In 2018, the Dominican Republic severed diplomatic relations with Taipei and declared Taiwan “an inalienable a part of Chinese territory”.
This 12 months, Honduras followed suit.
Honduras, now a part of the Belt and Road, may benefit from greater investment in hydropower, amongst other things.
Chinese influence is growing across Latin America, but the Caribbean is of particular importance.
Five of the other 12 UN member states that recognize Taipei as the country’s capital are in the Caribbean – Haiti, St. Kitts and Nevis, St. Lucia, St. Vincent and the Grenadines and Belize.
Even when China cannot lure all of them to the Belt and Road, these countries increasingly have to consider Beijing when coping with their very own neighbours. China’s strategic interests at the moment are locally based.
In relation to superpowers, globalization is never just an economic phenomenon. It is also political – and military.
Taiwan’s diplomatic isolation is one among China’s goals in the Caribbean.
One other is to make the most of America’s vulnerability to provocation in its own backyard.
China has a bigger navy than we do, but they can not compete with the combined forces of our navy and our Pacific allies.
China’s best likelihood of winning the war against us is to share our attention.
The very scope of our power is also a limitation – we’re responsible for the security of Europe and our allies in Asia, and we also guard the Persian Gulf.
But unlike other superpowers of the last century, we don’t face any major challenges in our hemisphere.
Nonetheless, the last 100 years are filled with examples of how easily we react after we fear trouble in the neighborhood.
The 1917 Zimmermann Telegram, in which Germany wanted Mexico as an ally in the event of the US entering World War I, encouraged America to enter the war.

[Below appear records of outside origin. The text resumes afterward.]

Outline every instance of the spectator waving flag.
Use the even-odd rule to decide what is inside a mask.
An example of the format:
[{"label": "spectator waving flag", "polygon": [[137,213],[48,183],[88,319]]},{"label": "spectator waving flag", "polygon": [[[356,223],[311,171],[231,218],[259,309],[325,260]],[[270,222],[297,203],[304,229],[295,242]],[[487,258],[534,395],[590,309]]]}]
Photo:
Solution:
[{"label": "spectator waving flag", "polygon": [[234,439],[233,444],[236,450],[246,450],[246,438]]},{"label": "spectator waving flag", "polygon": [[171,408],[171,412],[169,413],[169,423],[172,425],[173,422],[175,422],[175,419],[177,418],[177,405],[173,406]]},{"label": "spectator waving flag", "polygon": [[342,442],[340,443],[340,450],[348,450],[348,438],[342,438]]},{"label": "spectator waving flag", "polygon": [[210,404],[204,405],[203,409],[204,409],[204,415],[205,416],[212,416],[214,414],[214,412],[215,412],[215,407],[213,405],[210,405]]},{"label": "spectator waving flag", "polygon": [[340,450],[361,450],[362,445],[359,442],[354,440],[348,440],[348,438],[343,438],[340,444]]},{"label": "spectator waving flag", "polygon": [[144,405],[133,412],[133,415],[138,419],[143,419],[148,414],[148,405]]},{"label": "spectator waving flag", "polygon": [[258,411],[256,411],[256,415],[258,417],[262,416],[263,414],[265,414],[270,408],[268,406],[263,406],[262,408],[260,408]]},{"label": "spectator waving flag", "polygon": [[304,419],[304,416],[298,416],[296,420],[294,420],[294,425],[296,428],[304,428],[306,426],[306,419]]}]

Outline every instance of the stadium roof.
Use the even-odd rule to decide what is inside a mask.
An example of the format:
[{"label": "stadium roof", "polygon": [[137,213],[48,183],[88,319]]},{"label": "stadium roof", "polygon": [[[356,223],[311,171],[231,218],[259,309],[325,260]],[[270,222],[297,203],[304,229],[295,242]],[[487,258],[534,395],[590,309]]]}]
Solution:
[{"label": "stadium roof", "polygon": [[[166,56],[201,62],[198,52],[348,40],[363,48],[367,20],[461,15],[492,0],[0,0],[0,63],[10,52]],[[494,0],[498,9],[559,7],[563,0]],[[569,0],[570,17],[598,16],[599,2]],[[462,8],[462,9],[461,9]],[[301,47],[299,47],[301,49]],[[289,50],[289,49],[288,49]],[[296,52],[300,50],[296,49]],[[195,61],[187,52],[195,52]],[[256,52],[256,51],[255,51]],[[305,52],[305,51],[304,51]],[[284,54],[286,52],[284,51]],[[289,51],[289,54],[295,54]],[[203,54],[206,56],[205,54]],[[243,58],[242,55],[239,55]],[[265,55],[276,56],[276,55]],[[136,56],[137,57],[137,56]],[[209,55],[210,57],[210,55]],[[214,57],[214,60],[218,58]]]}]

The threat that Cuba, allied with the USSR, posed to US security forced President John F. Kennedy to contemplate direct military intervention in support of the 1961 Bay of Pigs invasion.
Kennedy objected – and a 12 months later faced the Cuban Missile Crisis.
Even at the end of the Cold War, the increasingly repressive communist regime in Grenada sparked an American invasion.
President Ronald Reagan’s actions in Grenada contrasted together with his response to Islamic Jihad’s bombing of Marine barracks in Lebanon in the same week in 1983.
Why did Reagan withdraw troops from Lebanon – after an attack that killed 241 American soldiers – when he was able to go to war in Grenada for the safety of American medical students?
The reply lies in the unique vulnerability of our strategic underbelly.
If a rival like China desires to divert America’s attention away from Asia, even a modest turmoil in the Caribbean may suffice.
Currently, China’s ability to cause such a stir is limited.
But the more power Beijing gains over the economically vulnerable and relatively politically unstable states of the Caribbean, the greater the potential for intrigue – intrigue that might shake the world order.
Daniel McCarthy is the editor of Modern Age: A Conservative Review.